Jews for Racial and Economic Justice on Cordoba House
Read JFREJ's statement on the plans to build Cordoba House and its response to the ADL's disgraceful statement in opposition:
STATEMENT OF JEWS FOR RACIAL AND ECONOMIC JUSTICE (JFREJ)
ON CORDOBA HOUSE, AUGUST 5, 2010
JFREJ phone number: 212 647 8966
Jews for Racial and Economic Justice (JFREJ), is an 18-year-old city-wide organization that pursues racial and economic justice in New York City by advancing systemic changes that result in concrete improvements in people's daily lives. We engage individual Jews, key Jewish institutions, and key Jewish community leaders in the fight for racial and economic justice in partnership with people of color, low-income and immigrant communities.
We express our enthusiastic support for Cordoba House and welcome its creation as a valuable addition to the rich multi-cultural community of resources of our city.
It is particularly appropriate that Cordoba House should be built near the site of the World Trade Center, as a reminder of the cross-cultural diversity of New York and of the open society that we as a city and a country proclaim as one of our core democratic values. We hope that many of the visitors who come to Ground Zero will take advantage of the educational and informational opportunities offered by Cordoba House. As the descendants of Jews who, often over the opposition of powerful conservative forces, brought our rich and diverse cultural heritage to New York, and through New York's gates to many other places across the country, we offer our solidarity and support to Muslims who are now doing the same.
We want also to rebut and condemn the Anti-Defamation League which has disgracefully betrayed its name and its proclaimed ideals with its opposition to the building of Cordoba House. We want to make it clear, as New York Jews, that the ADL does not speak for us.
We completely reject the concept that all Muslims bear responsibility for the attack on the World Trade Center. This outrageous argument is in fact the logical conclusion of the opposition to the location of the Cordoba House, as expressed, for example, in the claim that "Well, there's nothing wrong with it but it shouldn't be so close to the World Trade Center site because it was Muslims who attacked the Twin Towers."
As Jews, and as veterans of the civil rights movement, women's movement, and movements for gay, lesbian and transgender rights, we are all too familiar with the argument that initiatives of groups who have been defined as the "other" will cause discomfort and pain to members of the dominant group and therefore the "other" should remain silent or invisible. In this controversy about the Cordoba House Arab and Muslim communities are being told this and we reject it whole-heartedly. It is particularly ironic and painful that ADL, which sponsors a national educational program called "A World of Difference," should choose to proclaim opposition to the recognition and celebration of inter-group differences and similarities.
For us as Jews and New Yorkers, these attacks on the Cordoba House echo the 2007 controversy over the establishment of the Kahlil Gibran International Academy as the first English/Arabic dual language school in the country. Debbie Almontaser, the principal, was subjected to vicious, often racist and anti-Muslim personal and professional attacks and sadly, the ADL and other major Jewish organizations chose not to stand with Ms.

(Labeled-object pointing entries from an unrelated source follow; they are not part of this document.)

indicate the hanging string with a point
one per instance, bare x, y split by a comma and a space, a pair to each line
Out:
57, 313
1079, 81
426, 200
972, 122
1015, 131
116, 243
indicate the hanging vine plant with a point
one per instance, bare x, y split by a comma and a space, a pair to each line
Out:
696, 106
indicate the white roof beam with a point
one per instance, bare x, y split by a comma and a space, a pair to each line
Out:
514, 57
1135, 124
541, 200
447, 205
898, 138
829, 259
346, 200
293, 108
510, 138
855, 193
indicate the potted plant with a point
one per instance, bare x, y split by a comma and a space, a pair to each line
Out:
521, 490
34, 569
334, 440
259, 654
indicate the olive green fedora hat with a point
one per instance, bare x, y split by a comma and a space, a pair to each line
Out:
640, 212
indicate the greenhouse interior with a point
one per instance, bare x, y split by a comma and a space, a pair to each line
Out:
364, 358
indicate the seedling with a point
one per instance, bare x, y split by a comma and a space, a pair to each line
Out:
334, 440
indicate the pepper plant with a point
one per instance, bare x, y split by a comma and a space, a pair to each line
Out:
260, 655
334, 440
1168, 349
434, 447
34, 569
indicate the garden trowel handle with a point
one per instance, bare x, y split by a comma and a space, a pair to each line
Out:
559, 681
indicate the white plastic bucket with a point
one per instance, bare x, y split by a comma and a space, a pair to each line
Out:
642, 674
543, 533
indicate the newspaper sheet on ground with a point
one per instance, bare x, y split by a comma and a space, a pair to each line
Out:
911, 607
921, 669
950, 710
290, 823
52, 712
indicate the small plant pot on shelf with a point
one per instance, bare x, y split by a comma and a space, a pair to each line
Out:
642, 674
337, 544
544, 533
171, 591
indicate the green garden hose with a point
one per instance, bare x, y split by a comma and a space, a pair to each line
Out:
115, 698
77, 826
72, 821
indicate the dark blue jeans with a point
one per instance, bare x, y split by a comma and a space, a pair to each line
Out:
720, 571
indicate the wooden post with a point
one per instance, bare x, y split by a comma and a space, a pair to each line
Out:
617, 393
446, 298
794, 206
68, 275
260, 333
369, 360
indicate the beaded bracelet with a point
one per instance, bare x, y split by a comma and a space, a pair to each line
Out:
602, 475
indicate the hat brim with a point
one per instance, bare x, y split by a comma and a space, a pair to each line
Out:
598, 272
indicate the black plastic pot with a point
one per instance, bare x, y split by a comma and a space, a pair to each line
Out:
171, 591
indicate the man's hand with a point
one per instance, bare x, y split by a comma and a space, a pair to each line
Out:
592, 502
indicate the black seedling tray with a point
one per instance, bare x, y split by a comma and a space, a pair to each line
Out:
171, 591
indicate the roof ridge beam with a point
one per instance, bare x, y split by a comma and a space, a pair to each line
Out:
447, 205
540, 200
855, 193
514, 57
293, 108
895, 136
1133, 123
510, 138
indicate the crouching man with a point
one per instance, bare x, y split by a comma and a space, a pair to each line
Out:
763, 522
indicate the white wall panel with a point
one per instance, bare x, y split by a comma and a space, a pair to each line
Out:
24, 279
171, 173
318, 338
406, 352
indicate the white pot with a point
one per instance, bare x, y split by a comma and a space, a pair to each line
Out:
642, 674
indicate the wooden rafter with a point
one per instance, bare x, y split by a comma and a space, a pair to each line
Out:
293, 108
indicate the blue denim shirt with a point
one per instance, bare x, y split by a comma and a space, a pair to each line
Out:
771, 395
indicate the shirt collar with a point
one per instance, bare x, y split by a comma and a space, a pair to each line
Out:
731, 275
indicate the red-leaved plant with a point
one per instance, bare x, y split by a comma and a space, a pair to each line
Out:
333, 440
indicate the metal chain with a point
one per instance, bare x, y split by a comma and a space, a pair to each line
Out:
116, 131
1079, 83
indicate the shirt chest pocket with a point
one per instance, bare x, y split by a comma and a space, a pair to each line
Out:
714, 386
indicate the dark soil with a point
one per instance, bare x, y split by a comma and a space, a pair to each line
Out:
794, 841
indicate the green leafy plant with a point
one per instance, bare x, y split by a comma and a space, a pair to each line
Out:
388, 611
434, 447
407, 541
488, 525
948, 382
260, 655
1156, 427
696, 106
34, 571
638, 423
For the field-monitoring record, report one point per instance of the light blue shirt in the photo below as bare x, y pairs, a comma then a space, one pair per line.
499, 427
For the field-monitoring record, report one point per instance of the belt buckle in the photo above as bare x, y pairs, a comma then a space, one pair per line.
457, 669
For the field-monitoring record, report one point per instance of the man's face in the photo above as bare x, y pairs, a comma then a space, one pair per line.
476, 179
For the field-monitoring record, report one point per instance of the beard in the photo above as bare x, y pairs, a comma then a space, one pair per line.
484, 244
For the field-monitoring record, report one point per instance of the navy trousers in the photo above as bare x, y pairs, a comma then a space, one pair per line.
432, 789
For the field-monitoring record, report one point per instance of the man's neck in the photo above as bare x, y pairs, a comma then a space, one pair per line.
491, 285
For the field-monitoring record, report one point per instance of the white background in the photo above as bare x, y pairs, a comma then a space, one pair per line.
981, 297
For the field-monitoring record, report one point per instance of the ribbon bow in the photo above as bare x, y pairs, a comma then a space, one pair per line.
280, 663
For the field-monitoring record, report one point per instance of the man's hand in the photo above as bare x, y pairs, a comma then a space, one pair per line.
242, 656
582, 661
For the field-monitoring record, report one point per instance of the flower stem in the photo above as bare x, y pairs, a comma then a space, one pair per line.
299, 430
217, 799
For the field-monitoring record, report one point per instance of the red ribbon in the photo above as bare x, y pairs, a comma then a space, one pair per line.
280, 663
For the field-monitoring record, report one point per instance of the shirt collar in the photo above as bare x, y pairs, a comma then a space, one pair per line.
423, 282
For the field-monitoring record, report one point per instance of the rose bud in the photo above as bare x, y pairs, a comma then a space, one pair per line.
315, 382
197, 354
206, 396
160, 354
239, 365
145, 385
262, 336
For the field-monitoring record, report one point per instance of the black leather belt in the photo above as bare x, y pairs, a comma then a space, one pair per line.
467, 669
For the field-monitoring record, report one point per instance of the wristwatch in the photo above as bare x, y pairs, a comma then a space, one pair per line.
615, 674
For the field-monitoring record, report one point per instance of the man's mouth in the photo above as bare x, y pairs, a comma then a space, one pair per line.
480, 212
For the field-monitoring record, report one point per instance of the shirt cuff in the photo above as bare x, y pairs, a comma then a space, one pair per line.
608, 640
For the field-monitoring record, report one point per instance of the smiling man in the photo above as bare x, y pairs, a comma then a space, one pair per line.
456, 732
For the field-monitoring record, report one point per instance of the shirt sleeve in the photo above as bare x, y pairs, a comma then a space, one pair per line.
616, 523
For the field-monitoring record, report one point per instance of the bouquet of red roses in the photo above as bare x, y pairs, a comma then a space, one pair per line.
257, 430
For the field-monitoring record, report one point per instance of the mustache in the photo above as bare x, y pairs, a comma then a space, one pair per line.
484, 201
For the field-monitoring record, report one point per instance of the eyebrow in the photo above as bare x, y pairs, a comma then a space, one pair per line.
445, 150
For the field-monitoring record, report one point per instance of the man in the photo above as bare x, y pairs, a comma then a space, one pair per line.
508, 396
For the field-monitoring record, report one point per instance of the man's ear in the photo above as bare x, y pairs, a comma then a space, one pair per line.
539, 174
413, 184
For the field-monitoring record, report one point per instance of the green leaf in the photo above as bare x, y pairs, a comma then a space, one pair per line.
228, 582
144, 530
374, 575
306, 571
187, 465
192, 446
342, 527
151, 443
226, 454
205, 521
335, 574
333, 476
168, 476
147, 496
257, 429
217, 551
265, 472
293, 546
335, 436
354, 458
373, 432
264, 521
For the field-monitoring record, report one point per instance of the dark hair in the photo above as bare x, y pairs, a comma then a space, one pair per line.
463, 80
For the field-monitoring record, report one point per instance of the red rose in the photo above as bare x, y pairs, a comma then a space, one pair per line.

Almontaser and the school, but sided with the forces of hatred and division that destroyed the school.
This year, the Equal Employment Opportunities Commission determined that the charges against Ms. Almontaser in that controversy were baseless, that she was indeed discriminated against on the basis of her "race, religion and national origin," and that the New York City Department of Education had "succumbed to the very bias that creation of the school was intended to dispel."
We are profoundly angry that now, with the Cordoba House as its target, the ADL is repeating its role as an agent of division rather than unity and reconciliation. We call on all Jewish New Yorkers to stand with us against such divisiveness and hatred. We hope that together we can ensure that the Cordoba House is established as planned-to celebrate, honor and promote the cultural, ethnic, racial and religious diversity of our city and our country.